In my previous post, I certainly didn’t mean to “diss” Charles Darwin by calling him the “consummate hedgehog.” The world of ideas must have its hedgehogs as well as its foxes. It is true that Charles’s überfox grandfather Erasmus anticipated a lot of evolutionary theory, including Natural Selection, many years before Charles got around to it. Charles’s contemporary, Alfred Russel Wallace, also figured out the basics. But neither Erasmus nor Wallace gathered the sheer weight of evidence needed to make their ideas stick. It took the world’s greatest hedgehog to do that.
And Charles came by his ideas the hard way, with no noticeable influence from his grandfather. True, he read a book by Erasmus when he was seventeen “in which similar views are maintained, but without producing any effect on me.”
Charles’s way was longer and more tortuous. To begin with, he had to let himself be amazed and puzzled by the sheer diversity of life he observed during his youthful, legendary, worldwide journey aboard HMS Beagle.

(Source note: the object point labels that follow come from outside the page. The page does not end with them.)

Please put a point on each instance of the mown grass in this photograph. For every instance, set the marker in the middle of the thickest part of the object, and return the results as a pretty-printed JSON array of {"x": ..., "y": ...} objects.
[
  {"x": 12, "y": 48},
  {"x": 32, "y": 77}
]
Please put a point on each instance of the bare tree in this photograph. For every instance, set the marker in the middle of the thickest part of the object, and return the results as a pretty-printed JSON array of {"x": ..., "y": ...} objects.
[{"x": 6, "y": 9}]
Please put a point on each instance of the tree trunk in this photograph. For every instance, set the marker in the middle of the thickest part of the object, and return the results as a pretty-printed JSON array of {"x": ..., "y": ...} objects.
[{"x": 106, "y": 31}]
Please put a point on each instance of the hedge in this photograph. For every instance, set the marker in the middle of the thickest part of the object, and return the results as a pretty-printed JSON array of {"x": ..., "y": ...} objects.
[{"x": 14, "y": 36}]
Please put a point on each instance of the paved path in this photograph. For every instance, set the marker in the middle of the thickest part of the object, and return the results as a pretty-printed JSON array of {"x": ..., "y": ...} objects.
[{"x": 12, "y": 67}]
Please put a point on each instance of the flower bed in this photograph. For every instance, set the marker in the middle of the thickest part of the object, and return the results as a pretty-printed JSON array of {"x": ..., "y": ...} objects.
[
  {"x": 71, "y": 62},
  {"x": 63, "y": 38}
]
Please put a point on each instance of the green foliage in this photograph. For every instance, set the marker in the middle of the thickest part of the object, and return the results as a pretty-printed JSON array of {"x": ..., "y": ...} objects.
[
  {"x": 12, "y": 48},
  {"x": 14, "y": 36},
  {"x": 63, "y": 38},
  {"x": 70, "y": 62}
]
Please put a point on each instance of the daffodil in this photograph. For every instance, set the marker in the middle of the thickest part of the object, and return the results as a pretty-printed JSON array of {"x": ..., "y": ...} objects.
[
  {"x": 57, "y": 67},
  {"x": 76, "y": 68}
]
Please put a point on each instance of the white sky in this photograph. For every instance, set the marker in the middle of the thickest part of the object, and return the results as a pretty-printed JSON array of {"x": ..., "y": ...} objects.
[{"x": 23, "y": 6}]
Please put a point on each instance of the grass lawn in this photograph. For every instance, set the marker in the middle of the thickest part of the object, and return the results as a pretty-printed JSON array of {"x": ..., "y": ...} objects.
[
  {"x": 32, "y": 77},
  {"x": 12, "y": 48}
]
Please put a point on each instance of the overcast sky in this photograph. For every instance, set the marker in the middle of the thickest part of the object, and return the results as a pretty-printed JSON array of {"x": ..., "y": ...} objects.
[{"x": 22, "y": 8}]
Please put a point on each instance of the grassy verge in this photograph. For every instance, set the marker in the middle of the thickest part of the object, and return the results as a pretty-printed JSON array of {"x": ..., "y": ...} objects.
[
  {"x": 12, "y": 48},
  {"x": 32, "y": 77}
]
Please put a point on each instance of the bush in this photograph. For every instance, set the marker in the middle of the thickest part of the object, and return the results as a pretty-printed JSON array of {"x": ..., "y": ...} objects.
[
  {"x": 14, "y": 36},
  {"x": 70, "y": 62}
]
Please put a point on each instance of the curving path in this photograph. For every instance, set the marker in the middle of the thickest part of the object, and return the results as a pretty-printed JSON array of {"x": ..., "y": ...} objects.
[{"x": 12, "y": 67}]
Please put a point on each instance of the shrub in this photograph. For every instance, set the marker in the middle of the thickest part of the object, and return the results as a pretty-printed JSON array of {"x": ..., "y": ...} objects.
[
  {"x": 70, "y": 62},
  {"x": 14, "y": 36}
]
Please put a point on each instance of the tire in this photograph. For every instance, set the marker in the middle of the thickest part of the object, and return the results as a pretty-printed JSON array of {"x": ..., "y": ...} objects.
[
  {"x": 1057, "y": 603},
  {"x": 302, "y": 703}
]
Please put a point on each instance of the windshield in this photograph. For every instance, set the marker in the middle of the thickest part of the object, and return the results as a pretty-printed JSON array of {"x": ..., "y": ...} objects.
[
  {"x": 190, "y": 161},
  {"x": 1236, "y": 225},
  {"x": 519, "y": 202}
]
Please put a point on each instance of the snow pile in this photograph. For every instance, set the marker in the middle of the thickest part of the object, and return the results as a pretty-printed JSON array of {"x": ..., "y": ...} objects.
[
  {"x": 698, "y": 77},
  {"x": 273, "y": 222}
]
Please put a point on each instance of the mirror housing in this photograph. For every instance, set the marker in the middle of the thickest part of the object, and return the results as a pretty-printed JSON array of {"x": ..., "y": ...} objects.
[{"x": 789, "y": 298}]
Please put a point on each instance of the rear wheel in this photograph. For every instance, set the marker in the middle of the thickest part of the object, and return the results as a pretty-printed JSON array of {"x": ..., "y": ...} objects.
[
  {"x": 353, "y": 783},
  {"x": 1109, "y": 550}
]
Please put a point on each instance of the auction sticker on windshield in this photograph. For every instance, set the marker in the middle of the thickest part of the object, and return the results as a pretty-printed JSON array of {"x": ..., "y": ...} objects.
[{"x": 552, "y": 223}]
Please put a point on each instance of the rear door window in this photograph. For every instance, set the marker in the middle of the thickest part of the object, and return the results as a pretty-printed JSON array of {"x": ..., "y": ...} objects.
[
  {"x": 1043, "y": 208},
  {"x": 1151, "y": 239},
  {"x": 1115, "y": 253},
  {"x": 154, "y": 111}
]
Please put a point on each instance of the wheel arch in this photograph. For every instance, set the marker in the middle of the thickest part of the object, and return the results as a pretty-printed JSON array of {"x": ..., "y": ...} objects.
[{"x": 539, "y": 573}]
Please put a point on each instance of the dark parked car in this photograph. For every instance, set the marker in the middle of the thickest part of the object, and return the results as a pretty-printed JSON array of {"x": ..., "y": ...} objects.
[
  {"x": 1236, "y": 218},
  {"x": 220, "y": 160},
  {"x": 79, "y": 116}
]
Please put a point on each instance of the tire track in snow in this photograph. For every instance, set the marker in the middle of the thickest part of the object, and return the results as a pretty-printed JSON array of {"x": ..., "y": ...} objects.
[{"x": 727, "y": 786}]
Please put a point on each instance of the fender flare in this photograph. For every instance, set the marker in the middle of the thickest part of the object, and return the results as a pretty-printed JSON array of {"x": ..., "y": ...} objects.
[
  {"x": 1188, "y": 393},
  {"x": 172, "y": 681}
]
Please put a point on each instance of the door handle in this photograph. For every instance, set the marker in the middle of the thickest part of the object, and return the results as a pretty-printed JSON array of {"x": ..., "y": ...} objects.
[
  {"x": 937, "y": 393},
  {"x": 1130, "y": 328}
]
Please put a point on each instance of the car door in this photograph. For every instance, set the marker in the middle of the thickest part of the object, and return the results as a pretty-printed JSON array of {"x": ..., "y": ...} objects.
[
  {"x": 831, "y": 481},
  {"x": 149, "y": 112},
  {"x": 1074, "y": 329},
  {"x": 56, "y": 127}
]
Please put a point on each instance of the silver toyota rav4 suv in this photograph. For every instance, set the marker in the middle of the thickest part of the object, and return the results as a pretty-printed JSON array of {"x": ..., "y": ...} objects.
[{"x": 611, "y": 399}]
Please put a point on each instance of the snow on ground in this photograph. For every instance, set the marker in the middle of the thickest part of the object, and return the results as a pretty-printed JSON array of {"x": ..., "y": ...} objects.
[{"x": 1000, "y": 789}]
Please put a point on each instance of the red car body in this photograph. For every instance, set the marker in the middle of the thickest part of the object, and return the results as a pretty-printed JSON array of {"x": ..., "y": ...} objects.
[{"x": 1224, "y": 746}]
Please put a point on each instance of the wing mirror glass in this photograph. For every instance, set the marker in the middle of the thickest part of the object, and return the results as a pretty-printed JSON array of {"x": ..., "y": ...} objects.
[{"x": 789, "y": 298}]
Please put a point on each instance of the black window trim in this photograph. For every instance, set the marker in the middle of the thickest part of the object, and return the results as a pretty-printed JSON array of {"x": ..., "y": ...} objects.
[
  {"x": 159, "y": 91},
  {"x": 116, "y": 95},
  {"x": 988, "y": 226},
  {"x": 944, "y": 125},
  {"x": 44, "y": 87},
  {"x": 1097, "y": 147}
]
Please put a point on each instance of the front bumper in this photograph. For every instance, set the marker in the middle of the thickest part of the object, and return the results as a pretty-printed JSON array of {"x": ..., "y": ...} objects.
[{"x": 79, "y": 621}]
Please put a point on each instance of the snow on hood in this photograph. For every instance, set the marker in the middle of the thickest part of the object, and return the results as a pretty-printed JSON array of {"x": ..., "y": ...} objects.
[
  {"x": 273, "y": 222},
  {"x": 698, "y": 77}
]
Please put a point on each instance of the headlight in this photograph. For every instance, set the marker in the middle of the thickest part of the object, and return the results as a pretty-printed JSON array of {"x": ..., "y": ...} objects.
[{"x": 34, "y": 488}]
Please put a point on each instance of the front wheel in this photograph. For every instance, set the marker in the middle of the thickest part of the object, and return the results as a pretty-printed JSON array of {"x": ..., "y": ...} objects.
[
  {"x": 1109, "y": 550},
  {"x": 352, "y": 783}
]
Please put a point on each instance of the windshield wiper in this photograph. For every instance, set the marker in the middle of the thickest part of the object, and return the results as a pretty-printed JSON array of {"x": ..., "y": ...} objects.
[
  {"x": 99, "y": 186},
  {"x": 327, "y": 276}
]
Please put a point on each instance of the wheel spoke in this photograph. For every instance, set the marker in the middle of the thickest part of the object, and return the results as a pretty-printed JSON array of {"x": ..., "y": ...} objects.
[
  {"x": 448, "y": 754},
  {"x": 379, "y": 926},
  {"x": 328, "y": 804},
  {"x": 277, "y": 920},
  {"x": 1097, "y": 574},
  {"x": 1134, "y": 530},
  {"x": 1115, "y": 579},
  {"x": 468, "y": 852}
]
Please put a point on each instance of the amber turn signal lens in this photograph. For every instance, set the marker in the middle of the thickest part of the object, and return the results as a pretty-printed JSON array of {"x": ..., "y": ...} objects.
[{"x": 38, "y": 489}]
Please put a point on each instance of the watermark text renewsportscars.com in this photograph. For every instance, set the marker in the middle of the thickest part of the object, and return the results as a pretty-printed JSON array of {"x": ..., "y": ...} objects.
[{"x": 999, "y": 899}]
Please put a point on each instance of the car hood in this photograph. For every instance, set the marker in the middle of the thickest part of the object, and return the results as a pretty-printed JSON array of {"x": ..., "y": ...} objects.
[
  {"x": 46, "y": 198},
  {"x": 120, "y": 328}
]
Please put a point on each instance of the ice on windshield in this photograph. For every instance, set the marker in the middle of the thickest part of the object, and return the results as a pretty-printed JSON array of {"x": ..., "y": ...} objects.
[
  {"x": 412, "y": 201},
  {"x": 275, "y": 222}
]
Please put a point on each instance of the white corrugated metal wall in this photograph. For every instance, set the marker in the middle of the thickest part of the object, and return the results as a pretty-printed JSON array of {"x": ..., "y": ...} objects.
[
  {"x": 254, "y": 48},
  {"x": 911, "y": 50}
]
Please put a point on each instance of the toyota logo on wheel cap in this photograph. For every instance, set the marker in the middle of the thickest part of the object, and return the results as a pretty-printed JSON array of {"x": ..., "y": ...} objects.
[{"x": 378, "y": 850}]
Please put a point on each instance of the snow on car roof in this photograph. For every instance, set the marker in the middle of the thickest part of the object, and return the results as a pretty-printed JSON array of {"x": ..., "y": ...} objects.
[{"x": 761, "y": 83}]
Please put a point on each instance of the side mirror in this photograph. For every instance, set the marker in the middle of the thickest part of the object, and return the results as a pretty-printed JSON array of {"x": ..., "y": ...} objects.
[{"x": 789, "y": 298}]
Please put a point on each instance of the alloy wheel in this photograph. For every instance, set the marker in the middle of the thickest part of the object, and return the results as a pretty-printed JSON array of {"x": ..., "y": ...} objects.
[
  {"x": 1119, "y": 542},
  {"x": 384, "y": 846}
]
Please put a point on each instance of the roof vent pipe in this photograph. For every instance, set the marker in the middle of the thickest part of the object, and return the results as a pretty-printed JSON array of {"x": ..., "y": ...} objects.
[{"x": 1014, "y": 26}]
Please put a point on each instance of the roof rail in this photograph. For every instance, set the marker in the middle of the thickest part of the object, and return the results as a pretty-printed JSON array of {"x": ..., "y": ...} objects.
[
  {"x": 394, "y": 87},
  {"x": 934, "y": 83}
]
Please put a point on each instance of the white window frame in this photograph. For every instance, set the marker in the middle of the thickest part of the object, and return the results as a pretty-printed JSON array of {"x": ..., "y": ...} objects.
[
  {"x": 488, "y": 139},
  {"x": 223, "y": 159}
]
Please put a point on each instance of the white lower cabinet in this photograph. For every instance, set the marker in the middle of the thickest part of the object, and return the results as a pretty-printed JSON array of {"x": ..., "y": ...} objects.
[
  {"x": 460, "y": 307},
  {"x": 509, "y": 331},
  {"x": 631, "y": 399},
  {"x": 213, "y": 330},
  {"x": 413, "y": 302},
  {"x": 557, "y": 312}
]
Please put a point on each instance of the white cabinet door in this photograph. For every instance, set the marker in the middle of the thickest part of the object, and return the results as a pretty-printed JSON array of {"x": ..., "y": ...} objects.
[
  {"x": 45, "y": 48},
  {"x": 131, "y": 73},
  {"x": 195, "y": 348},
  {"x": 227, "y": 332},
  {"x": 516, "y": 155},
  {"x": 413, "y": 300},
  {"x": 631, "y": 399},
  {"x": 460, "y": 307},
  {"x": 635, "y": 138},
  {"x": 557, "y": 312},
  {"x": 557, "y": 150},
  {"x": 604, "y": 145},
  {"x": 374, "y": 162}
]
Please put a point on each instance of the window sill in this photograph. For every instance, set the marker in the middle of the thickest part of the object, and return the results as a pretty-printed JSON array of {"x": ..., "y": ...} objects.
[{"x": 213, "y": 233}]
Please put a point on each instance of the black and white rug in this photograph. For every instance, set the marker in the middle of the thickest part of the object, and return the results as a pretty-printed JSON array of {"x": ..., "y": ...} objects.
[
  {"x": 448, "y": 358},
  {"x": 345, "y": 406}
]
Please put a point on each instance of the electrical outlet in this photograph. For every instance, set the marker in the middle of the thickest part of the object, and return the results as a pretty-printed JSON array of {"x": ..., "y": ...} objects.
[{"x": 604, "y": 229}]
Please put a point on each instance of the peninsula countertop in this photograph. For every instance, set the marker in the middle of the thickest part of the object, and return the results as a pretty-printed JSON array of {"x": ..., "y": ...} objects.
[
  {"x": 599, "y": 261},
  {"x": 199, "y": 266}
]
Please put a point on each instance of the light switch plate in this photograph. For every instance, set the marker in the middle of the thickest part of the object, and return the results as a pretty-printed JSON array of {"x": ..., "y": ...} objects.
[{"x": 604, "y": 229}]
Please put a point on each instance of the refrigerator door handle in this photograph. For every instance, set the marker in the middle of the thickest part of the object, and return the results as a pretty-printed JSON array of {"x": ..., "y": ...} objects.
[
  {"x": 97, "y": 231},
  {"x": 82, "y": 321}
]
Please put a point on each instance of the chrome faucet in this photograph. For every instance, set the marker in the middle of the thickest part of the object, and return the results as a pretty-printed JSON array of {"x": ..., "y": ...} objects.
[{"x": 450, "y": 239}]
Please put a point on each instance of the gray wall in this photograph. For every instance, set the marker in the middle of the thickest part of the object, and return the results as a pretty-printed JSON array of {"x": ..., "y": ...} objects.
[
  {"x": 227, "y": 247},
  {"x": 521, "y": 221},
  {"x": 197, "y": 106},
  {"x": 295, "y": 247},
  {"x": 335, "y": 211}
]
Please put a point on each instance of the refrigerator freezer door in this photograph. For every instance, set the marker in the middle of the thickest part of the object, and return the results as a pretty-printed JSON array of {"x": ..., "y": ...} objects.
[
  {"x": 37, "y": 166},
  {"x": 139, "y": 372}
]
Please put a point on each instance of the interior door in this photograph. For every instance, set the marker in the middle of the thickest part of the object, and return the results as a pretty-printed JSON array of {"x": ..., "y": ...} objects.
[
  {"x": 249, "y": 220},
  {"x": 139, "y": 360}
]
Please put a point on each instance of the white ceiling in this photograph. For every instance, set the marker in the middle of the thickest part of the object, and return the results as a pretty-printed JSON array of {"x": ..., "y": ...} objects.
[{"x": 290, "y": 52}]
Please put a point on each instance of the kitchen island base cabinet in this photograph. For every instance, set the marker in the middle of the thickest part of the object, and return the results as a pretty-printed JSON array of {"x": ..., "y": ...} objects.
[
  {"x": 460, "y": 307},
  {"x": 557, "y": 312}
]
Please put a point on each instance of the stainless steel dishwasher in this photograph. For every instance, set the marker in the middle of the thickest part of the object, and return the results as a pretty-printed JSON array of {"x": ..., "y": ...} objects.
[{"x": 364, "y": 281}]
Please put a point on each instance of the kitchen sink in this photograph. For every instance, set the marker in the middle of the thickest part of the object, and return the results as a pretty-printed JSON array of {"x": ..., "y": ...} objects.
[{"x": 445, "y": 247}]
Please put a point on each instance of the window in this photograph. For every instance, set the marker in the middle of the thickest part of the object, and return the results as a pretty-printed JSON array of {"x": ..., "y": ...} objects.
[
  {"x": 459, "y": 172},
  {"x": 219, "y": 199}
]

In an age in which the first two chapters of Genesis were almost unanimously accepted as the final authority on natural history, what was young Charles to suppose upon seeing his first platypus in Australia? Why would an all-creating God scatter such anomalous creatures in entirely different parts of the world? His earliest speculation was about as far from evolution as you can get:
An unbeliever in every thing beyond his own reason might exclaim, “Two distinct Creators must have been at work; their object, however, has been the same, and certainly the end in each case is complete.”
“Two distinct Creators”! It was as heretical an idea as Natural Selection would later prove to be. But young Darwin was not an “unbeliever”—not yet, anyway. Soon after his encounter with the freakishly odd platypus, he took comfort in noticing that the Australian antlion larva was very similar to a European species. Such a resemblance, he thought, could be no cosmic coincidence:
Now what would the sceptic say to this? Would any two workmen ever have hit upon so beautiful, so simple, and yet so artificial a contrivance? It cannot be thought so: one Hand has surely worked throughout the universe.
“One hand” creating, of course, in a manner consistent with Genesis. But Charles Darwin’s Story was just getting started.